Inhibition of growth of OV-1063 human epithelial ovarian cancers and c-jun and c-fos oncogene expression by bombesin antagonists

Receptors for bombesin are present on human ovarian cancers and bombesin-like peptides could function as growth factors in this carcinoma. Therefore, we investigated the effects of bombesin/gastrin-releasing peptide (GRP) antagonists RC-3940-II and RC-3095 on the growth of human ovarian carcinoma cell line OV-1063, xenografted into nude mice. Treatment with RC-3940-II at doses of 10 mu g and 20 mu g per day s.c. decreased tumour volume by 60.9% (P < 0.05) and 73.5% (P < 0.05) respectively, after 25 days, compared to controls, RC-3095 at a dose of 20 mu g per day reduced the volume of OV-1063 tumours by 47.7% (P = 0.15). In comparison, luteinizing hormone-releasing hormone (LH-RH) antagonist Cetrorelix at a dose of 100 mu g per day caused a 64.2% inhibition (P < 0.05). RT-PCR analysis showed that OV-1063 tumours expressed mRNA for bombesin receptor subtypes BRS-1, BRS-2, and BRS-3. In OV-1063 cells cultured in vitro, GRP(14-27) induced the expression of mRNA for c-jun and c-fos oncogenes in a time-dependent manner. Antagonist RC-3940-II inhibited the stimulatory effect of GRP(14-27) on c-jun and c-fos in vitro. In vivo, the levels of c-jun and c-fos mRNA in OV-1063 tumours were decreased by 43% (P < 0.05) and 45% (P = 0.05) respectively, after treatment with RC-3940-II at 20 mu g per day.

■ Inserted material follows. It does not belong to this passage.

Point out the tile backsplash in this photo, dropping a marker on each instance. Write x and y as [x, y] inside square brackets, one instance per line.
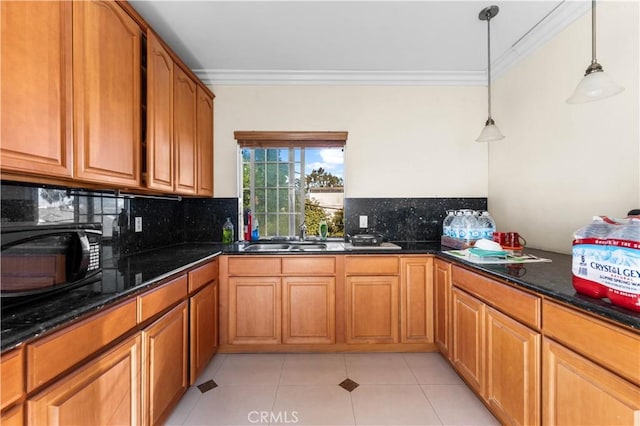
[165, 220]
[174, 220]
[405, 219]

Exposure of OV-1063, UCl-107 and ES-2 ovarian carcinoma cells to RG-3940-II at 1 mu M concentration for 24 h in vitro, extended the latency period for the development of palpable tumours in nude mice. Our results indicate that antagonists of bombesin/GRP inhibit the growth of OV-1063 ovarian cancers by mechanisms that probably involve the downregulation of c-jun and c-fos proto-oncogenes. (C) 2000 Cancer Research Campaign.